L’ours qui lève le nez

Photo: Shutterstock

Dans sa toute première chronique, Alexis Riopel explore la façon dont certains petits bouleversements modifient les écosystèmes à plus grande échelle. Ou l’histoire de l’ours Kodiak qui n’aimait plus tellement le saumon…

Les ours trouvent leur paradis sur l’île Kodiak, au large de l’Alaska. Dans cette nature pluvieuse et luxuriante, la nourriture abonde, à commencer par le poisson. Quel plaisir doit ressentir un ours quand, d’un puissant coup de patte, il attrape un saumon rouge (ou sockeye) qui se dandine pour remonter la rivière ! Cette poissonnerie à ciel ouvert lui permettra d’engraisser pour traverser le long hiver qui l’attend.

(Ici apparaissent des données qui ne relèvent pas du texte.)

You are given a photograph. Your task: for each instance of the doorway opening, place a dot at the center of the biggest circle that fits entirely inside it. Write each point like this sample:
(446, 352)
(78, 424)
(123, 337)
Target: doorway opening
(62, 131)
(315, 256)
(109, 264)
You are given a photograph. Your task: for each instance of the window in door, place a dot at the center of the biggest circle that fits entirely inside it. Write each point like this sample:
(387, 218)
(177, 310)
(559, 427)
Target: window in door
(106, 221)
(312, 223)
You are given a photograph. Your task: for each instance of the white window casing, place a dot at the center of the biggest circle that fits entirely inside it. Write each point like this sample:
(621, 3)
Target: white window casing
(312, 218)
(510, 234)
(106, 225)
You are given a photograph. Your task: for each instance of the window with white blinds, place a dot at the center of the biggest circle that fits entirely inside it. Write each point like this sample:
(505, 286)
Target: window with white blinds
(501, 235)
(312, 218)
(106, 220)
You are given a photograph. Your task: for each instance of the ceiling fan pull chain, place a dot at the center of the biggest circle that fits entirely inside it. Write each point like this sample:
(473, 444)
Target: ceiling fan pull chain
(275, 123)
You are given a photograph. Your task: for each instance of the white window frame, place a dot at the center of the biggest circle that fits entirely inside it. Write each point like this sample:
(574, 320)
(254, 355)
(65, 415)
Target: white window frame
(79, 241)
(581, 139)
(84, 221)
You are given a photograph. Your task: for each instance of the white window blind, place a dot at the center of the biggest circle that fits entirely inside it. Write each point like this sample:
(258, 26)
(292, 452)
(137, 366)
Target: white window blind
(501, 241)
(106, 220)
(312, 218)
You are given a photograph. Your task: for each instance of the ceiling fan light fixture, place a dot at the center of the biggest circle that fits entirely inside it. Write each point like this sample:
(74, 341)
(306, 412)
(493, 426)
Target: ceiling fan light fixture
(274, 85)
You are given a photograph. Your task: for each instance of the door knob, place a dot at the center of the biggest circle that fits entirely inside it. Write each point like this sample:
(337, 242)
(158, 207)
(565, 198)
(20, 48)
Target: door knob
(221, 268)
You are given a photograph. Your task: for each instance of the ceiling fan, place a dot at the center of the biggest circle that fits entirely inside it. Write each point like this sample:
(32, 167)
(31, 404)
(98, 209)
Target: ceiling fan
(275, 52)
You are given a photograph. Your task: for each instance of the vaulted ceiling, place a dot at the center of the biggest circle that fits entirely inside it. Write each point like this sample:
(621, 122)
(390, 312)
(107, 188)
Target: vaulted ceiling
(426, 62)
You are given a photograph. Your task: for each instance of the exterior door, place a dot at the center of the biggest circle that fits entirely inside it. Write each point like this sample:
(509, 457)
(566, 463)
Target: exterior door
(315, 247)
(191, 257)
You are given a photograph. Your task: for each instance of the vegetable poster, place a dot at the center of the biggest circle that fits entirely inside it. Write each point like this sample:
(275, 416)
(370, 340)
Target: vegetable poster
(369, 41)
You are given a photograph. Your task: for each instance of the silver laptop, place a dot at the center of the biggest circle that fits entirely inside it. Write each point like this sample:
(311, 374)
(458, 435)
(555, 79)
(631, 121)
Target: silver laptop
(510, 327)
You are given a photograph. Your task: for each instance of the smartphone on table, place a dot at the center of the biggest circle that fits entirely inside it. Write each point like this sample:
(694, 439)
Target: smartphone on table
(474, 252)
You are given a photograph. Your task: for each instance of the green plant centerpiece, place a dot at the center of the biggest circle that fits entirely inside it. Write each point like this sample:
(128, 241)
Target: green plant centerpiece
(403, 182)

Ces dernières années, toutefois, le cours des saisons se transforme. Les printemps deviennent plus hâtifs et plus chauds. Si bien que, sur les flancs ensoleillés des vallées, le sureau rouge offre ses fruits en juillet plutôt qu’en août. Ses baies sont désormais disponibles en même temps que le sock­eye, alors que les deux aliments se succédaient auparavant. L’ours kodiak, connu pour raffoler de sashimi, doit maintenant choisir : poisson ou baies de sureau ?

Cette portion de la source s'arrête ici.